HarryR / ethsnarks

A toolkit for viable zk-SNARKS on Ethereum, Web, Mobile and Desktop
GNU Lesser General Public License v3.0
240 stars 57 forks source link

Implement MiMCsponge #131

Open HarryR opened 5 years ago

HarryR commented 5 years ago

As per: https://gist.github.com/HarryR/a142d8ea442be7c05bf6c5edd0d8c488

Kobi has implemented EVM contract, JS library and constraints for 'MiMCsponge', which uses MiMC in Feistel mode with a sponge-like construct.

knarz commented 5 years ago

Shouldn't—according to the paper—the first and the last round constant be 0 and the swap operation be forgone in the last round?

HarryR commented 5 years ago

@kobigurk what are your thoughts?

I am using 0 as the first round constant, but not for the last round constant, see: https://gist.github.com/HarryR/a142d8ea442be7c05bf6c5edd0d8c488#file-mimcsponge-py-L55

I don't see any justification in the paper specifically for not using a round constant in the first and last rounds, nor do I see justification for not performing the swap in the last round. Can you elaborate or find some references specifically about generic Feistel construction which can offer some insight (e.g. re: not swapping in the last round)?
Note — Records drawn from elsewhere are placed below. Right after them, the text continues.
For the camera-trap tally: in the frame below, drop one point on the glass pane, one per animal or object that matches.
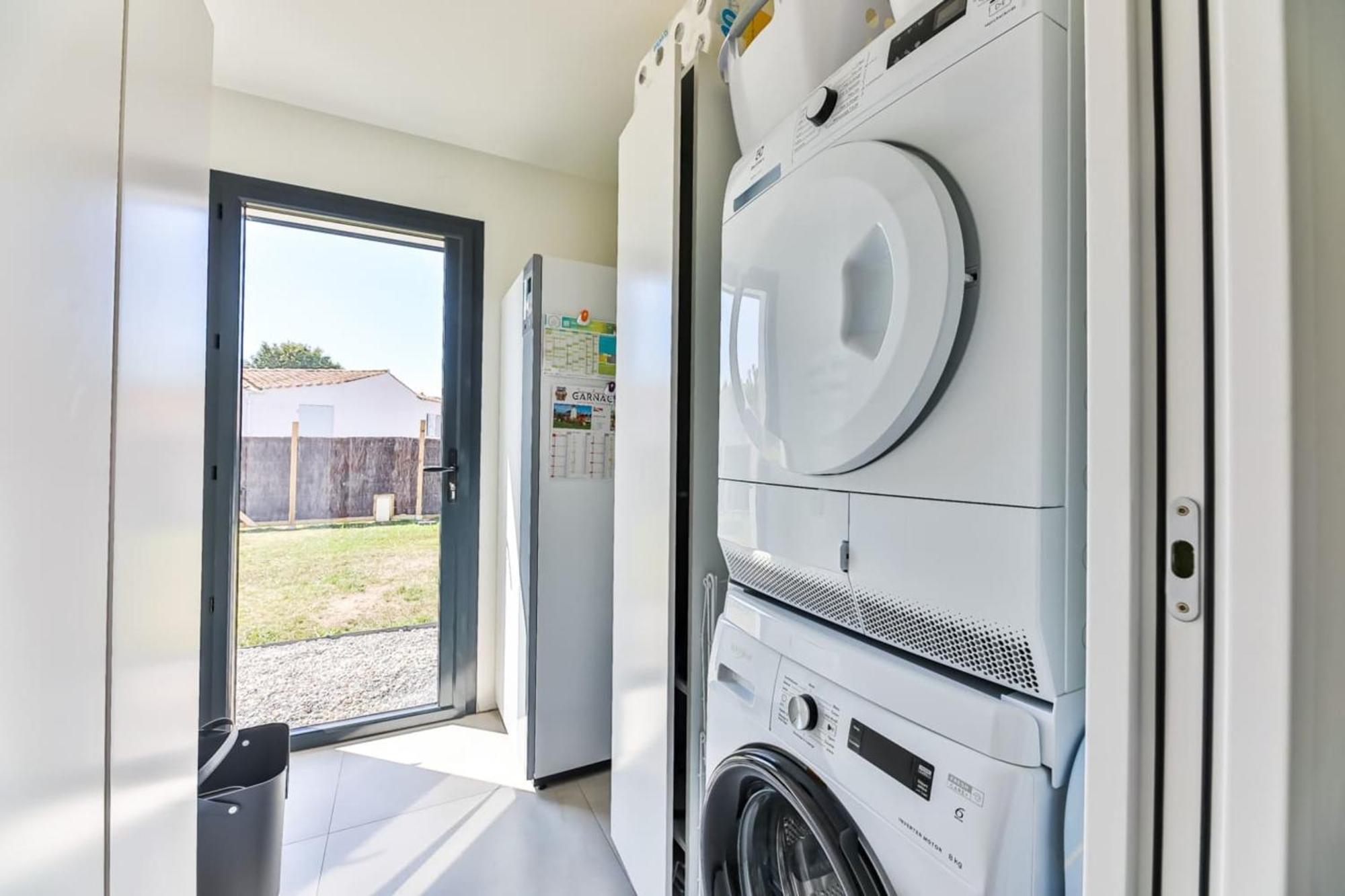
(779, 853)
(338, 533)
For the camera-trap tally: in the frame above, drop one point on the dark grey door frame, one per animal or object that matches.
(462, 423)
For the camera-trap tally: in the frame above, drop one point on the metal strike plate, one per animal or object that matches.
(1186, 560)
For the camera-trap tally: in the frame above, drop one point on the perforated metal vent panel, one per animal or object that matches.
(814, 591)
(978, 646)
(973, 645)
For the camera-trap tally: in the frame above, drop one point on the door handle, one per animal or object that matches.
(450, 471)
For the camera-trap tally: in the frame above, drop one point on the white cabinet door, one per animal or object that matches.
(642, 571)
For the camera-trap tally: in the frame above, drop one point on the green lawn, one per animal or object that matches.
(310, 583)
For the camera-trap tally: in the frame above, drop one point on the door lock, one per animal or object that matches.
(1184, 559)
(450, 471)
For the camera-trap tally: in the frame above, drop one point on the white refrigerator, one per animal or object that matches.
(558, 456)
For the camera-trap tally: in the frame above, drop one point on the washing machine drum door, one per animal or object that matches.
(844, 295)
(770, 829)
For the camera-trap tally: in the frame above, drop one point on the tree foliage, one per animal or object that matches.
(291, 354)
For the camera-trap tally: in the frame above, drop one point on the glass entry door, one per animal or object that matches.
(341, 477)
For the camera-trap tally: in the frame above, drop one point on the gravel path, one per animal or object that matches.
(326, 680)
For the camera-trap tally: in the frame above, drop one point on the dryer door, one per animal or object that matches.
(843, 298)
(770, 829)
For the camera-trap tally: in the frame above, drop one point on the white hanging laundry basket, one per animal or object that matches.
(778, 52)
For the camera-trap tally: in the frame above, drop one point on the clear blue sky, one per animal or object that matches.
(368, 304)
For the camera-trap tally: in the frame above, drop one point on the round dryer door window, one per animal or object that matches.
(844, 295)
(773, 830)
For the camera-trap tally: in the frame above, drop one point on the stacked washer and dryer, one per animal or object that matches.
(896, 684)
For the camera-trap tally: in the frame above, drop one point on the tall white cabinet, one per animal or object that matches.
(103, 245)
(558, 442)
(675, 162)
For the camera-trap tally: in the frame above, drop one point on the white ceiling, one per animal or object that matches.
(543, 81)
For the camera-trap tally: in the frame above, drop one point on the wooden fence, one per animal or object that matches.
(306, 478)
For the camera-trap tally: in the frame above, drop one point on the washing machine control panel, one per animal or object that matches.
(892, 758)
(806, 715)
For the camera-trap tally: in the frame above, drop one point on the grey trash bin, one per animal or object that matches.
(241, 786)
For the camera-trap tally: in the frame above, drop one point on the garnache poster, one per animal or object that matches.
(583, 430)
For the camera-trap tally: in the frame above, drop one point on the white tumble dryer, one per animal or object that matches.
(902, 421)
(840, 768)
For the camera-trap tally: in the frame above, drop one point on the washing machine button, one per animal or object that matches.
(821, 106)
(804, 712)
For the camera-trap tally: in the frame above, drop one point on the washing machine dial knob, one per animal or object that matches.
(821, 106)
(804, 712)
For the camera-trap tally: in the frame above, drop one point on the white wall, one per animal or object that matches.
(59, 224)
(1316, 30)
(100, 450)
(371, 407)
(158, 451)
(527, 210)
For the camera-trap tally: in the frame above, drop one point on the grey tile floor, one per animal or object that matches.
(443, 810)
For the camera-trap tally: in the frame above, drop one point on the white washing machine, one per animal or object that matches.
(841, 768)
(903, 348)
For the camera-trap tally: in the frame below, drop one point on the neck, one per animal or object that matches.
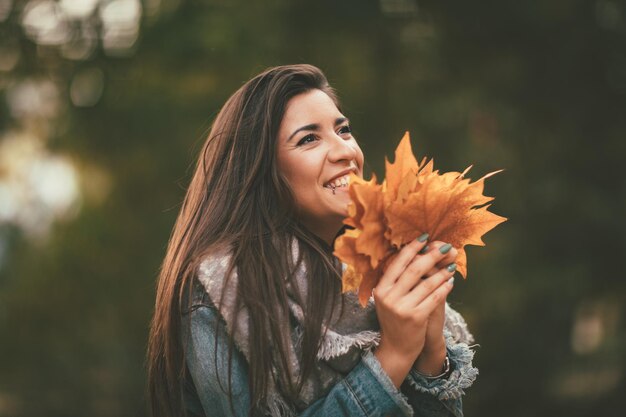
(325, 230)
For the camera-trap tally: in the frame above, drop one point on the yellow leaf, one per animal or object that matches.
(414, 199)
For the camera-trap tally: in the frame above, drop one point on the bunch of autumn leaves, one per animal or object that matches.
(412, 200)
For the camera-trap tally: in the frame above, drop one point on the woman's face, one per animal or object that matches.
(317, 153)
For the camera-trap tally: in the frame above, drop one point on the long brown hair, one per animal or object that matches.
(238, 199)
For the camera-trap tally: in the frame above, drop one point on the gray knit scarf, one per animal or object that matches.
(350, 334)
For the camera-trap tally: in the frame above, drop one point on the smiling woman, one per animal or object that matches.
(249, 317)
(316, 154)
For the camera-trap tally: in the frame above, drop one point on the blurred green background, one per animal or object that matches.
(104, 105)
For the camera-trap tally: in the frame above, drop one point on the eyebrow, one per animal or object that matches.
(314, 126)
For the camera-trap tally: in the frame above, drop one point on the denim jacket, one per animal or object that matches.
(365, 391)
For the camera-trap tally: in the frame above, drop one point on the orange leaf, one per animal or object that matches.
(413, 199)
(404, 164)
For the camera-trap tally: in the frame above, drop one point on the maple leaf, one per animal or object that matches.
(414, 199)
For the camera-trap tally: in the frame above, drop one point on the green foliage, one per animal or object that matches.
(537, 88)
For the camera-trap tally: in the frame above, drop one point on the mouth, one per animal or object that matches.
(341, 181)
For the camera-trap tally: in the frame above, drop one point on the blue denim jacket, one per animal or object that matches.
(365, 391)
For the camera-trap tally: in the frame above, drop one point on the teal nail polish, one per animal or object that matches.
(445, 248)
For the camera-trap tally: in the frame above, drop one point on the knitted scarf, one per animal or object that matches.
(348, 335)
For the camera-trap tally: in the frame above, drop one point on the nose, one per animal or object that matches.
(341, 149)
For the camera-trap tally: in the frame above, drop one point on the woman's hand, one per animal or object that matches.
(404, 304)
(431, 360)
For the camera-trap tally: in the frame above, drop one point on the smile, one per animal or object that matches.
(338, 183)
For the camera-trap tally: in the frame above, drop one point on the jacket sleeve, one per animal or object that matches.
(443, 397)
(366, 391)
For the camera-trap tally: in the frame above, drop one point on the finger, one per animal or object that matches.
(431, 293)
(417, 269)
(448, 259)
(399, 264)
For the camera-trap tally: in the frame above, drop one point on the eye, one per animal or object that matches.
(345, 129)
(307, 139)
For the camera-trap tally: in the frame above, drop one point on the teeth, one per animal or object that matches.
(339, 182)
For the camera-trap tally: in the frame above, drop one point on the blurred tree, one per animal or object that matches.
(537, 88)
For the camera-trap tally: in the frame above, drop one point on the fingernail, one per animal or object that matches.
(423, 237)
(445, 248)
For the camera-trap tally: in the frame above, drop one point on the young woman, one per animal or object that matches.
(249, 316)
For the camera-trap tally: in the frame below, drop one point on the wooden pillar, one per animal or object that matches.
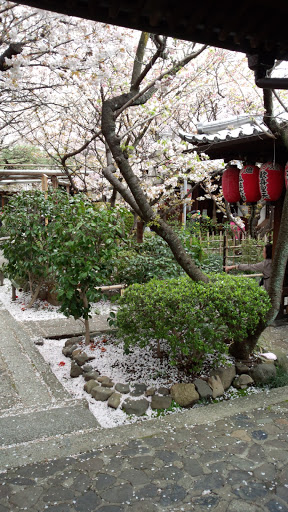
(139, 231)
(277, 219)
(54, 181)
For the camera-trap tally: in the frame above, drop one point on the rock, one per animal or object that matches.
(150, 392)
(90, 385)
(91, 375)
(202, 388)
(122, 388)
(137, 407)
(161, 402)
(216, 385)
(184, 394)
(242, 368)
(80, 358)
(226, 374)
(103, 378)
(88, 368)
(114, 400)
(101, 394)
(76, 370)
(109, 384)
(163, 391)
(138, 389)
(243, 381)
(67, 351)
(262, 373)
(73, 341)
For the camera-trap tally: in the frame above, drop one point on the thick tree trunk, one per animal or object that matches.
(145, 211)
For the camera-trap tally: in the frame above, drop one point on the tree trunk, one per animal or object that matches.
(145, 211)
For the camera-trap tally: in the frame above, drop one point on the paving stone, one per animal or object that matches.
(87, 503)
(118, 494)
(252, 491)
(276, 506)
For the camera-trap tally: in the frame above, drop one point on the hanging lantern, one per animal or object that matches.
(230, 184)
(249, 184)
(271, 181)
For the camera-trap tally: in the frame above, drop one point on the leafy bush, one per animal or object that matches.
(192, 318)
(153, 259)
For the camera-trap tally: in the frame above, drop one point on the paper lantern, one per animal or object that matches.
(249, 184)
(271, 181)
(230, 184)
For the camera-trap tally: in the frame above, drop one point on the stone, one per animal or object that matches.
(241, 368)
(91, 375)
(76, 370)
(122, 388)
(103, 378)
(137, 407)
(67, 351)
(161, 402)
(101, 394)
(109, 384)
(163, 391)
(138, 389)
(226, 374)
(114, 400)
(184, 394)
(262, 373)
(81, 358)
(87, 368)
(73, 341)
(90, 385)
(202, 388)
(216, 385)
(243, 381)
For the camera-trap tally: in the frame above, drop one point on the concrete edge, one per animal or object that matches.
(95, 439)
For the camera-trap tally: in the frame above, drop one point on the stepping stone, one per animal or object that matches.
(137, 407)
(114, 400)
(91, 384)
(122, 388)
(161, 402)
(101, 394)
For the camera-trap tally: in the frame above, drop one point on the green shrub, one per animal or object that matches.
(153, 259)
(192, 319)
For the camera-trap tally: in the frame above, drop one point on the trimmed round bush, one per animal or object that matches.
(192, 319)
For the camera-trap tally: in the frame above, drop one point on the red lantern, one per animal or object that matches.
(271, 181)
(230, 184)
(249, 184)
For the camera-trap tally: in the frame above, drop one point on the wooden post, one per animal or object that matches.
(139, 231)
(54, 181)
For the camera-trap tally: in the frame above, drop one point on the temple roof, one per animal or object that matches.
(256, 27)
(249, 141)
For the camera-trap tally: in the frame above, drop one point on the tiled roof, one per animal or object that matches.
(251, 141)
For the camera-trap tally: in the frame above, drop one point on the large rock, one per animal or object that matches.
(76, 370)
(184, 394)
(161, 401)
(243, 381)
(226, 374)
(262, 373)
(101, 394)
(91, 384)
(137, 407)
(114, 400)
(216, 385)
(202, 388)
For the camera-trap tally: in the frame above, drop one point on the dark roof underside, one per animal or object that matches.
(251, 27)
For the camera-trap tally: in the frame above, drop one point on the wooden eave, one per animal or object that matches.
(251, 27)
There is a followup paper with many of the same authors discussing MiMC: Feistel Structures for MPC, and More, Extended Version - in this paper they don't seem to make a distinction for the first or last rounds regarding the round constant or swap operation.

There is reference code for the Feistel variant: https://github.com/byt3bit/mimc-feistel_snark

But there is no reference code for the sponge construct.


Here is page 5 §2.1 from https://eprint.iacr.org/2016/492.pdf for reference

c

HarryR commented 5 years ago

@byt3bit Do you have any input on this kind of thing?

byt3bit commented 5 years ago

@HarryR In MiMC( EM mode as in the figure above) , the round constant at the first round can easily be combined with the plaintext/input. So from the security perspective it does not give any advantage. The same can be said about the last round constant. In Feistel mode we maintained the same design choice.
In G(eneralised)MiMC also it’s the same for the first and last round. The description on the eprint article does not specify this explicitly. Thanks for pointing this out, I will put it there. Making the (first and last) round constants non-zero in Feistel mode doesn’t change the security. Regarding the swap, as in any Feistel structure the last round swapping has no effect in security.

I am currently making changes to the implementation of GMiMCHash in sponge mode. So it's not there at the moment.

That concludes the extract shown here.